It’s 8 in the morning, the clouds are somewhat scattered throughout the skies. The clouds are amazing, the way they just float there. Five minutes ago, I was even with the clouds, soaring above civilization. I’m about 32, 000 feet in the air over Lake Ontario right now and I can’t help but to bask in the wonder that I see outside my window. The sun is brighter up here, and the world takes on a new perspective. Everyone is scrambling to get to work, to do the next thing and I feel oblivious to it all.
I’m sitting beside two men who have done nothing but fool around with their technology and pick up on the stewardess. I tried to scam the empty comfort seats, but I was quickly told that those seats were not for me. Cinematic by Cool Hand Luke is on repeat in my headphones. Turbulence shakes my keyboard around and I’m left here alone to think about life.
Below me the election polls are still being figured out. The Christians are probably on their knees praying that Kerry is left out to dry with Bush soaking in an all-to-close victory again. My theology book is giving leverage to my keyboard with my Martha Stewart pillow snugged tight against my legs. How is it that when I’m up here, everything is so different?
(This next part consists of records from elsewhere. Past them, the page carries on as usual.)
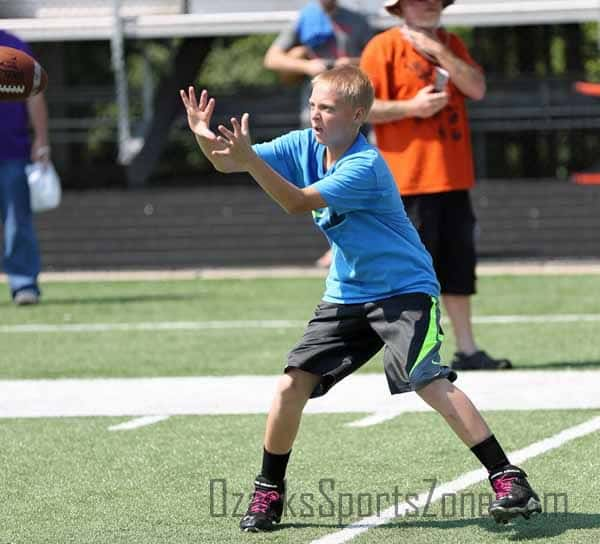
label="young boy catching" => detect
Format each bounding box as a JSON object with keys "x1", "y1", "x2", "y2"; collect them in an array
[{"x1": 180, "y1": 66, "x2": 541, "y2": 532}]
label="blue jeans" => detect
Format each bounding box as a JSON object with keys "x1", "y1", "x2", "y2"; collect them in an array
[{"x1": 0, "y1": 160, "x2": 40, "y2": 296}]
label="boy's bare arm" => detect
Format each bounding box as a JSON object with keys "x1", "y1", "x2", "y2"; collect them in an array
[
  {"x1": 213, "y1": 113, "x2": 327, "y2": 213},
  {"x1": 179, "y1": 87, "x2": 241, "y2": 173}
]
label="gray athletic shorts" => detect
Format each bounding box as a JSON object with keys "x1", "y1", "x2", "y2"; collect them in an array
[{"x1": 285, "y1": 293, "x2": 456, "y2": 398}]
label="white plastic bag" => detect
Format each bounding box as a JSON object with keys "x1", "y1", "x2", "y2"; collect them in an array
[{"x1": 25, "y1": 162, "x2": 61, "y2": 212}]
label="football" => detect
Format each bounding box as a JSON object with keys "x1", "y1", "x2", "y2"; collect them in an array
[{"x1": 0, "y1": 47, "x2": 48, "y2": 101}]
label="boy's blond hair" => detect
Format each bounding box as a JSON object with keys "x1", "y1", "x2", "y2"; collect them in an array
[{"x1": 311, "y1": 65, "x2": 375, "y2": 117}]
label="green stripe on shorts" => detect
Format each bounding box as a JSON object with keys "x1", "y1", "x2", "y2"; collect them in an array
[{"x1": 409, "y1": 297, "x2": 443, "y2": 376}]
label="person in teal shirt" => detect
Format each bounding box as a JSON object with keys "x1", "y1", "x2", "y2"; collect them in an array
[{"x1": 180, "y1": 66, "x2": 541, "y2": 532}]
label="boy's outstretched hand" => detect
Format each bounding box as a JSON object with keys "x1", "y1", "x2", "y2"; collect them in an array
[
  {"x1": 213, "y1": 113, "x2": 256, "y2": 167},
  {"x1": 179, "y1": 86, "x2": 217, "y2": 142}
]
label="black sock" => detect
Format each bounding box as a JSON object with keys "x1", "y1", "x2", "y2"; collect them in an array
[
  {"x1": 471, "y1": 435, "x2": 510, "y2": 472},
  {"x1": 261, "y1": 448, "x2": 292, "y2": 484}
]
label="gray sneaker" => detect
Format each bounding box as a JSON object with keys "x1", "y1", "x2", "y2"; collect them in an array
[{"x1": 13, "y1": 289, "x2": 40, "y2": 306}]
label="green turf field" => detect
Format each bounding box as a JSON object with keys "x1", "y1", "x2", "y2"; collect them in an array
[{"x1": 0, "y1": 275, "x2": 600, "y2": 544}]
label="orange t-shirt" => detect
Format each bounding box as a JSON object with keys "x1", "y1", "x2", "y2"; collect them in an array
[{"x1": 360, "y1": 27, "x2": 477, "y2": 195}]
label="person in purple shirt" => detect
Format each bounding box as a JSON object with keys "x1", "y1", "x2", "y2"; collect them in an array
[{"x1": 0, "y1": 29, "x2": 50, "y2": 306}]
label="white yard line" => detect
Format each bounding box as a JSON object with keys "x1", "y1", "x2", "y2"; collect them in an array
[
  {"x1": 311, "y1": 417, "x2": 600, "y2": 544},
  {"x1": 0, "y1": 314, "x2": 600, "y2": 334},
  {"x1": 0, "y1": 370, "x2": 600, "y2": 418},
  {"x1": 0, "y1": 319, "x2": 306, "y2": 334},
  {"x1": 108, "y1": 416, "x2": 171, "y2": 431}
]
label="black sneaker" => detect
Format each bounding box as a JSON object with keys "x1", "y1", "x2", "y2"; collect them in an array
[
  {"x1": 450, "y1": 350, "x2": 512, "y2": 370},
  {"x1": 240, "y1": 475, "x2": 285, "y2": 533},
  {"x1": 489, "y1": 465, "x2": 542, "y2": 523}
]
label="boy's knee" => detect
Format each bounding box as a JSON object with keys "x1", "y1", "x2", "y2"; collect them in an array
[{"x1": 277, "y1": 368, "x2": 319, "y2": 401}]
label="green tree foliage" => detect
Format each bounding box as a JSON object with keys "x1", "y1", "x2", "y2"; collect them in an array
[{"x1": 197, "y1": 34, "x2": 277, "y2": 93}]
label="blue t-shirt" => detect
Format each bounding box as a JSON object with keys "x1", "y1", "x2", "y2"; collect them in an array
[
  {"x1": 0, "y1": 30, "x2": 31, "y2": 160},
  {"x1": 253, "y1": 129, "x2": 439, "y2": 304}
]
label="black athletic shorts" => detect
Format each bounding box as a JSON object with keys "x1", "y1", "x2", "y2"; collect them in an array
[
  {"x1": 402, "y1": 191, "x2": 476, "y2": 295},
  {"x1": 285, "y1": 293, "x2": 456, "y2": 398}
]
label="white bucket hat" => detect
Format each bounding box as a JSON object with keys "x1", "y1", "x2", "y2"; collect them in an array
[{"x1": 383, "y1": 0, "x2": 454, "y2": 15}]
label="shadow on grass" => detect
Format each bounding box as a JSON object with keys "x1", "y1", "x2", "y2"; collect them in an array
[
  {"x1": 275, "y1": 512, "x2": 600, "y2": 541},
  {"x1": 515, "y1": 360, "x2": 600, "y2": 370}
]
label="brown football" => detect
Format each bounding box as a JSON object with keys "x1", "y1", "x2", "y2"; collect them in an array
[{"x1": 0, "y1": 47, "x2": 48, "y2": 101}]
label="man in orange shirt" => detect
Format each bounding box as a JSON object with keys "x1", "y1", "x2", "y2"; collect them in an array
[{"x1": 360, "y1": 0, "x2": 512, "y2": 370}]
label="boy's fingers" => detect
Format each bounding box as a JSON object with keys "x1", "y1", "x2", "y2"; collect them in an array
[
  {"x1": 179, "y1": 89, "x2": 190, "y2": 108},
  {"x1": 188, "y1": 85, "x2": 198, "y2": 109},
  {"x1": 242, "y1": 113, "x2": 250, "y2": 135},
  {"x1": 204, "y1": 98, "x2": 215, "y2": 116},
  {"x1": 198, "y1": 89, "x2": 208, "y2": 110},
  {"x1": 218, "y1": 125, "x2": 235, "y2": 140}
]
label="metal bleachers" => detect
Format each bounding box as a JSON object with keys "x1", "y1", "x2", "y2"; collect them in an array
[{"x1": 0, "y1": 0, "x2": 600, "y2": 41}]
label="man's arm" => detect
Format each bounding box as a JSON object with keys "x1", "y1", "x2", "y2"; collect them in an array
[
  {"x1": 369, "y1": 85, "x2": 448, "y2": 125},
  {"x1": 27, "y1": 93, "x2": 50, "y2": 162},
  {"x1": 214, "y1": 113, "x2": 327, "y2": 214},
  {"x1": 436, "y1": 47, "x2": 487, "y2": 100},
  {"x1": 403, "y1": 28, "x2": 486, "y2": 100}
]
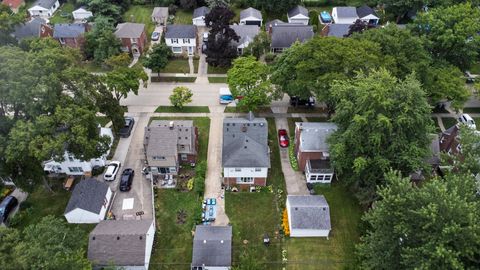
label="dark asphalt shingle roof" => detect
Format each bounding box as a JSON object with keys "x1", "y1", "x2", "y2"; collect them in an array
[
  {"x1": 271, "y1": 23, "x2": 313, "y2": 48},
  {"x1": 192, "y1": 225, "x2": 232, "y2": 267},
  {"x1": 287, "y1": 195, "x2": 332, "y2": 230},
  {"x1": 65, "y1": 178, "x2": 109, "y2": 214},
  {"x1": 88, "y1": 219, "x2": 153, "y2": 266},
  {"x1": 165, "y1": 24, "x2": 197, "y2": 38}
]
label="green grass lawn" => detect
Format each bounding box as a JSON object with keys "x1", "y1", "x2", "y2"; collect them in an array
[
  {"x1": 284, "y1": 184, "x2": 362, "y2": 270},
  {"x1": 50, "y1": 1, "x2": 75, "y2": 24},
  {"x1": 123, "y1": 5, "x2": 155, "y2": 36},
  {"x1": 208, "y1": 77, "x2": 227, "y2": 83},
  {"x1": 155, "y1": 106, "x2": 210, "y2": 113}
]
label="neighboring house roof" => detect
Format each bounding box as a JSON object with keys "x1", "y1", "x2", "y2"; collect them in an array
[
  {"x1": 88, "y1": 219, "x2": 153, "y2": 266},
  {"x1": 152, "y1": 7, "x2": 168, "y2": 18},
  {"x1": 287, "y1": 195, "x2": 332, "y2": 230},
  {"x1": 193, "y1": 6, "x2": 210, "y2": 19},
  {"x1": 53, "y1": 23, "x2": 85, "y2": 38},
  {"x1": 165, "y1": 24, "x2": 197, "y2": 38},
  {"x1": 288, "y1": 6, "x2": 308, "y2": 18},
  {"x1": 325, "y1": 23, "x2": 351, "y2": 38},
  {"x1": 115, "y1": 23, "x2": 145, "y2": 38},
  {"x1": 240, "y1": 7, "x2": 262, "y2": 20},
  {"x1": 271, "y1": 23, "x2": 313, "y2": 48},
  {"x1": 65, "y1": 178, "x2": 109, "y2": 214},
  {"x1": 222, "y1": 112, "x2": 270, "y2": 168},
  {"x1": 13, "y1": 17, "x2": 47, "y2": 41},
  {"x1": 295, "y1": 122, "x2": 337, "y2": 152},
  {"x1": 357, "y1": 5, "x2": 378, "y2": 18},
  {"x1": 230, "y1": 25, "x2": 260, "y2": 47},
  {"x1": 192, "y1": 225, "x2": 232, "y2": 267}
]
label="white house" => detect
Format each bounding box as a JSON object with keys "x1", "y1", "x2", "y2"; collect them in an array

Outside the window next to me lies some of the most beautiful sites I have ever laid my eyes on. The clouds hover over the masses of water and there are no manmade conceptions in sight. I love it up here. Down there my problems are numerous, my essay is due and there are meetings to attend. Here I am served by a lady with a green turtleneck with a black leather coat. I have no responsibility but to pop open the emergency door if need be (I sit here because you get more leg room).
I find it strange that I can be up here and feel so much closer to God physically. As if God is up here. Maybe it’s simply the rush of knowing I’m going to a different city then what I’m used to, maybe this is where God likes to meet me. Either way, there is something different about being here.
Sometimes this is the only place I can come to get an objective view on life. No one is here with me; I feel like I can take a step out of everything and look in. When I do that, everything is so small. Being here makes me realize how small I am; how little my problems and situations affect the world. My eyes wander at the wondrous sun, the sun that was created on that third (?) day. How marvelous is the creation that sits right outside my window. How wonderful it is to see God’s creation be the only thing in sight.
As I close the window, so I can take a nap all to needed I am humbled that a God who made what’s out there created me. To even have the privilege to experience that wonder is amazing. So as I step out of my problems for the hour and thirty two minute flight may I be reminded that the God that made that out there, is here with me. Even when I land back into life, that same God is walking with me, and carrying me when I can’t walk on my own.